The Italian Competition and Market Authority, locally known as ‘Autorità Garante Della Concorrenza e del Mercato’ (AGCM), has launched a proceeding to investigate the allegations of unfair commercial practices - and possibly also unfair clauses in the contractual conditions of popular cloud services.
The entities to be probed are Google (for Google Drive), Apple (for iCloud), and Dropbox. AGCM will review the practices of the above companies against Italy’s Consumer Rights Directive and decide whether there have been any violations in recent years.
The agency has gathered reports accusing Google, Apple, and Dropbox of the following potential violations:
- Collection of user data for commercial purposes without asking for the user’s consent.
- Failure to inform the users about the overall aspect of the data collection and the purposes for it.
- Failure to clearly communicate contractual conditions such as the ability to withdraw or right to reconsider. (Dropbox only)
- Potential access to extrajudicial settlement mechanisms.
- Clauses applying selectively to third parties, liability exemptions, and unilateral modifications of the contractual conditions.
- Lack of the entire set of documents in the Italian language, and prevalence of English version.
In general, the points that AGCM is planning to look upon are all alarming in their own regard, but that doesn’t mean that anything has been confirmed yet.
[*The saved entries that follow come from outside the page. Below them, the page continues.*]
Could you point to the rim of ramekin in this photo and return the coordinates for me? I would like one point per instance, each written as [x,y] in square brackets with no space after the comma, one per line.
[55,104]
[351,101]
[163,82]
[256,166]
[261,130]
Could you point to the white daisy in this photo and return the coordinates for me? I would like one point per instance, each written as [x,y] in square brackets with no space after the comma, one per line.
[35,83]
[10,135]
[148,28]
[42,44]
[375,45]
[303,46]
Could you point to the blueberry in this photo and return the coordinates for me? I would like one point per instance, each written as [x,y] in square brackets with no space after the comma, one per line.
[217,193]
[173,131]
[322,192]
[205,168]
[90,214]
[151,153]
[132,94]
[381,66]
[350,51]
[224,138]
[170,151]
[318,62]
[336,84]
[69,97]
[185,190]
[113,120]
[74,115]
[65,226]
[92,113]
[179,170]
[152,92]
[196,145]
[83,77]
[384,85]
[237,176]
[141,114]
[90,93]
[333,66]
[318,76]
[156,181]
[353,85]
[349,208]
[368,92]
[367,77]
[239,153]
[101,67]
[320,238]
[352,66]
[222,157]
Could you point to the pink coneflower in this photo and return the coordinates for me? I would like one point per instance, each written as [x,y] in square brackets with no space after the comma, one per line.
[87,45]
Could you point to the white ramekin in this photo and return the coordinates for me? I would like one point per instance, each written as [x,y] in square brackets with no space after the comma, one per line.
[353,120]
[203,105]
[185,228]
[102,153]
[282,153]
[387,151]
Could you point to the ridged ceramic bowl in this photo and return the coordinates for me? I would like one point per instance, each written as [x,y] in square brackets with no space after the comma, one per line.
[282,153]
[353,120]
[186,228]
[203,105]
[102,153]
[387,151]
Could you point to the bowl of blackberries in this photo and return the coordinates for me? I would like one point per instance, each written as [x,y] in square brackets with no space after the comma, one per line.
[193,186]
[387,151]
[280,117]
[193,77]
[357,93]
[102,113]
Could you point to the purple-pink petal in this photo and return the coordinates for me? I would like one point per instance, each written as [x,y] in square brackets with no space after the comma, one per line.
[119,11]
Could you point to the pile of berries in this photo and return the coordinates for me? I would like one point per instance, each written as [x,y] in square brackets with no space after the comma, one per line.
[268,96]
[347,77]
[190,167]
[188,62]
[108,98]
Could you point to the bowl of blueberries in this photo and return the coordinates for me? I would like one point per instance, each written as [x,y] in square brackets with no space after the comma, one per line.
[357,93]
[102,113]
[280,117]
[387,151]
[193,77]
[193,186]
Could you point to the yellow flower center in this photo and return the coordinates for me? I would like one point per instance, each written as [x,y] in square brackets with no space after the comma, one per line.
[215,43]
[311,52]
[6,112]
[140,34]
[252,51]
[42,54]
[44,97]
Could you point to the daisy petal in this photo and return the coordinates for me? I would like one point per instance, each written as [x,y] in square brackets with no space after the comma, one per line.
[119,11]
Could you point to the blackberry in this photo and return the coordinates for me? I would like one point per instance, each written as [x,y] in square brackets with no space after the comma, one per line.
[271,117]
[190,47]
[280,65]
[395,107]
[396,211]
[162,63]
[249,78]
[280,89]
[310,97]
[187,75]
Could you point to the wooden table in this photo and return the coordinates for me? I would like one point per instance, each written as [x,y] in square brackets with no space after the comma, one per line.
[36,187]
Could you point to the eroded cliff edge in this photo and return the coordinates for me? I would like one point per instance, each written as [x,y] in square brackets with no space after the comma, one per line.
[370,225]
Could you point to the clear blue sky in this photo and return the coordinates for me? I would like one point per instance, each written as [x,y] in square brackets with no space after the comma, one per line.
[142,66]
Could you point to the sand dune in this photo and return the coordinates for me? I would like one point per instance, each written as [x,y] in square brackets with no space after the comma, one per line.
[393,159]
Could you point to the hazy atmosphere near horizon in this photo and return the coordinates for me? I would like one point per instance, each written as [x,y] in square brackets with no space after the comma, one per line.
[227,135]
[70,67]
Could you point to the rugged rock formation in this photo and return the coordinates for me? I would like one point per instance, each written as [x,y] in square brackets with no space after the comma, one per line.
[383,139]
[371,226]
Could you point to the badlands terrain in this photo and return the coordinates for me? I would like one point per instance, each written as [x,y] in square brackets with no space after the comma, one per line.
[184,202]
Google, Apple, and Dropbox have repeatedly given explanations about their specific wording, and what is included in the user service terms, so the companies do not see any gaps in the declared policies.
Our guess is that AGCM proceeded with what they had enough reports about, so maybe they would add more cloud services to the list in the future, considering there are several more that could undergo the same procedure, and in the same context.
As it’s always the case with these probes, it will take a while before the investigating committee gets to the bottom of it. The many investigation points cover a broad spectrum of potential penalization measures, as there are anti-competition allegations, GDPR-related violations, consumer fraud, and more.
Hopefully, none of this stands in reality, and the three tech giants will simply be pushed to improve their policy wording, make their terms of conditions more precise, and help the users understand what’s actually traded between them and the cloud service providers.